DataCater allows joining a data source (left side) with another one (right side) for combining and enriching information, from two possibly completely different data sources, e.g., joining a database table with the results from a REST endpoint.

DataCater implements two types of joins: left outer joins and inner joins. In either case, DataCater allows using any attribute from the left data source for the join operation but restricts the join to the primary key of the right data source. Thus, DataCater's join implementation is targeting use cases where one data source (left side) holds a foreign key pointing to a certain record from another data source (right side).

A record from the left data source matches a record from the right data source if both attributes share the same value. Since joins are limited to the primary key of the right data source, they never produce multiple matches.

Please have a look at the following figure illustrating an exemplary streaming data pipeline, which joins two data sources, sales_transactions and customers. The join produces a new data set containing all attributes from both joined data sources. Note that joins add underscores as a prefix to attributes from the right side, if the left side contains an attribute with the same name, to prevent duplicate attribute names (in this example, the attribute id from the right side is renamed to _id).

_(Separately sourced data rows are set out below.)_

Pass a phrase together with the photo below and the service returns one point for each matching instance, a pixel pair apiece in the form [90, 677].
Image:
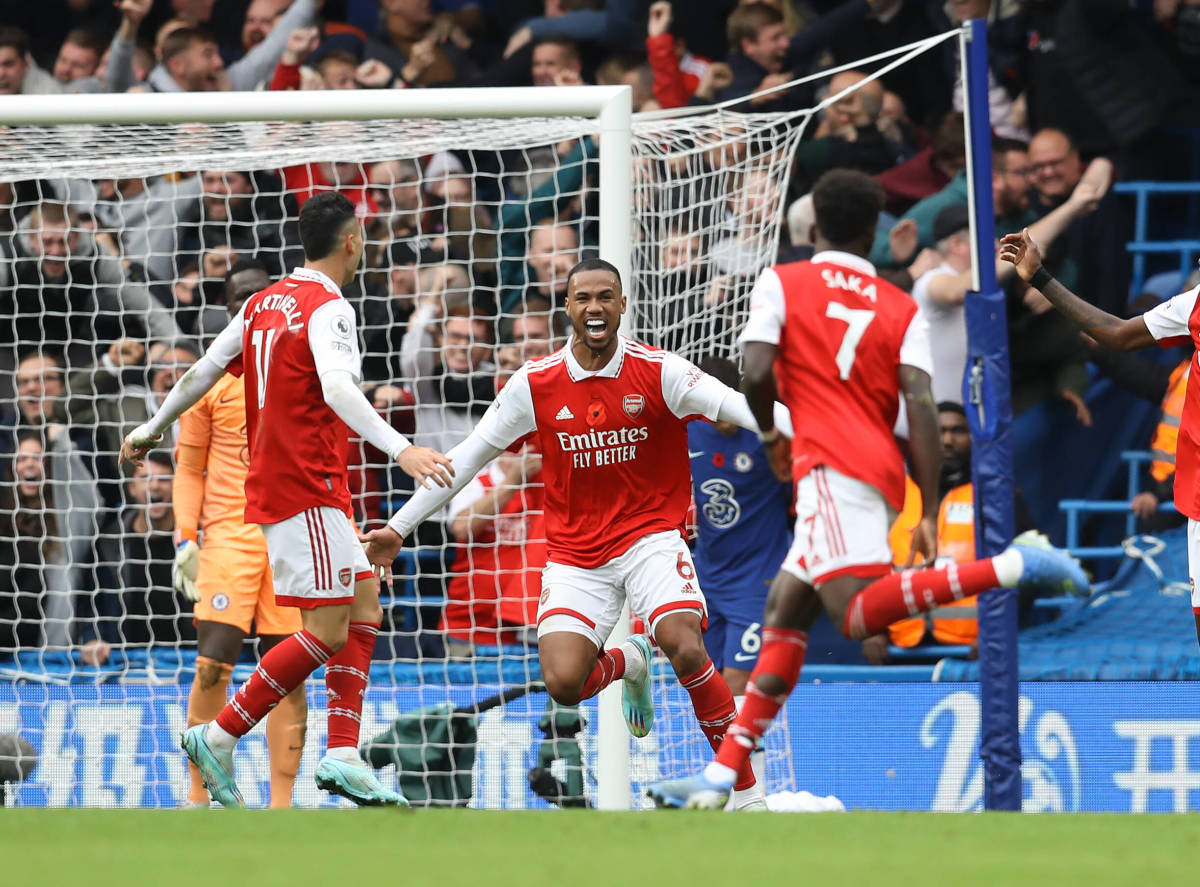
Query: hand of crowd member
[517, 41]
[717, 77]
[903, 240]
[95, 652]
[1144, 504]
[126, 352]
[927, 261]
[300, 45]
[424, 465]
[924, 541]
[875, 649]
[761, 96]
[660, 18]
[1020, 250]
[1081, 412]
[568, 78]
[382, 546]
[420, 57]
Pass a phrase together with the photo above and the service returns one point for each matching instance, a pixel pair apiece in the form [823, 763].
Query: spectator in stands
[499, 523]
[553, 251]
[849, 136]
[447, 352]
[149, 609]
[64, 292]
[409, 29]
[247, 211]
[48, 509]
[556, 63]
[78, 57]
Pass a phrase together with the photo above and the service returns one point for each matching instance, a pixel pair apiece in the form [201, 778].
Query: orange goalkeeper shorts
[237, 588]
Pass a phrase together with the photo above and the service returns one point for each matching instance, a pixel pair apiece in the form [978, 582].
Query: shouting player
[611, 419]
[1173, 323]
[301, 371]
[843, 346]
[229, 579]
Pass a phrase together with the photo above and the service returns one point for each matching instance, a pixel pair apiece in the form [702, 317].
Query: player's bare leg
[342, 769]
[286, 727]
[679, 637]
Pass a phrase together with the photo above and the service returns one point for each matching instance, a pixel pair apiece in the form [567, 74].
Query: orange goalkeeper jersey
[217, 426]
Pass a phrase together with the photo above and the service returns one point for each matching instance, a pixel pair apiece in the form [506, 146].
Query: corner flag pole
[987, 397]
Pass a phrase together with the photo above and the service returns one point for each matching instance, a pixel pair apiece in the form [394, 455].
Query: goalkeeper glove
[187, 557]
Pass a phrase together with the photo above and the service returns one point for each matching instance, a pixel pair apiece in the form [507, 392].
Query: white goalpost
[119, 217]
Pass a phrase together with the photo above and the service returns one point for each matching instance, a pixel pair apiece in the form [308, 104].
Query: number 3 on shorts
[683, 565]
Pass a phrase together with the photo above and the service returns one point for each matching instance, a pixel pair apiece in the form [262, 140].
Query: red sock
[610, 666]
[781, 657]
[282, 670]
[907, 593]
[346, 681]
[714, 707]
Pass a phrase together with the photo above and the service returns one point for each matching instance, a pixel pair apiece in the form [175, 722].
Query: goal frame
[612, 106]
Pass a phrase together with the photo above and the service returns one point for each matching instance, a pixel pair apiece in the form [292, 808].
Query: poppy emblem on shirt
[597, 414]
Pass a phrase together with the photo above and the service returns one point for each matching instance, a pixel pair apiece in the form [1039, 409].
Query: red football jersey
[843, 334]
[1173, 323]
[299, 448]
[613, 444]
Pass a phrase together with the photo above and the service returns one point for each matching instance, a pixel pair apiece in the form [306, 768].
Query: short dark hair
[595, 265]
[16, 39]
[322, 220]
[723, 370]
[847, 204]
[747, 21]
[181, 40]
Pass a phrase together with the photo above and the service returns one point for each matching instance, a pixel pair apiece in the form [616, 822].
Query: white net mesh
[117, 241]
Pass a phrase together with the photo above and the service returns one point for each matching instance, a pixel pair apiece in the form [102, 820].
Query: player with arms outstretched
[229, 577]
[843, 346]
[1173, 323]
[301, 370]
[611, 417]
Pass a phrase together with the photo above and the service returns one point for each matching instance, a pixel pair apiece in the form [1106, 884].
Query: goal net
[119, 249]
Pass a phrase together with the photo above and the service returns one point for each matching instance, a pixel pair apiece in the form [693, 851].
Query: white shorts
[841, 528]
[316, 558]
[657, 574]
[1194, 562]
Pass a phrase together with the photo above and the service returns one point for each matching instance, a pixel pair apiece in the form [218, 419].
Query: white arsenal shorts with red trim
[841, 528]
[657, 573]
[316, 558]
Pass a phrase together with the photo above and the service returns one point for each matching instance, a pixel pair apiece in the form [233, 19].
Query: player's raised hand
[425, 465]
[382, 546]
[137, 444]
[1021, 251]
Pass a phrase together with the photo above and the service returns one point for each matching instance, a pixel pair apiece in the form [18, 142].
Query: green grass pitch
[575, 847]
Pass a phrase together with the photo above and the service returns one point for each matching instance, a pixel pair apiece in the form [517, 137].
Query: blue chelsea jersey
[742, 510]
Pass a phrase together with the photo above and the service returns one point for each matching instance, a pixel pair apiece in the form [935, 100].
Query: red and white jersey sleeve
[766, 321]
[1170, 323]
[333, 339]
[689, 391]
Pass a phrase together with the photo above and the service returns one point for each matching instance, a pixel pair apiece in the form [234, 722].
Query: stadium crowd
[111, 288]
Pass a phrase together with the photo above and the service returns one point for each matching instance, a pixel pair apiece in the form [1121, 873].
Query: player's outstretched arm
[925, 449]
[1109, 330]
[195, 383]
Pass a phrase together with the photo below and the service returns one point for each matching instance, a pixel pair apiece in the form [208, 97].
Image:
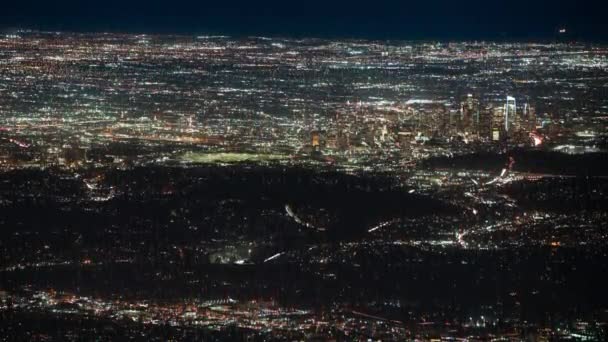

Joining two data sources with DataCater
Joining two data sources with DataCater.

Joins in action

Join operations are only triggered by changes captured from the left side. Whenever a change is captured by the according connector, the pipeline joins the record from the left side with the state of the right side at the time of processing the change event.

Changes captured from the right side never trigger the join operation.

Left outer join

The result of a left outer join always contains all records from the left side of the join.

If no record from the right side matches the processed record from the left side, all attributes in the join result that were derived from the right side are set to NULL.

Inner join

The result of an inner join contains only records from the left side of the join, which have a matching record in the right data source.

The inner join skips all records from the left data source, which do not have a matching record in the right data source.


DataCater's implementation of the join operator has three main limitations:

  • The right-side data source must completely fit into main memory. Large data sources are not supported.
  • In DataCater, streaming data pipelines can join only two data sources. If you want to combine more than two data sources, you would have to create a chain of streaming data pipelines, where each pipeline, except the first one, joins the results of another pipeline with a data source.
  • Joins can only process INSERT and UPDATE events but ignore DELETE events.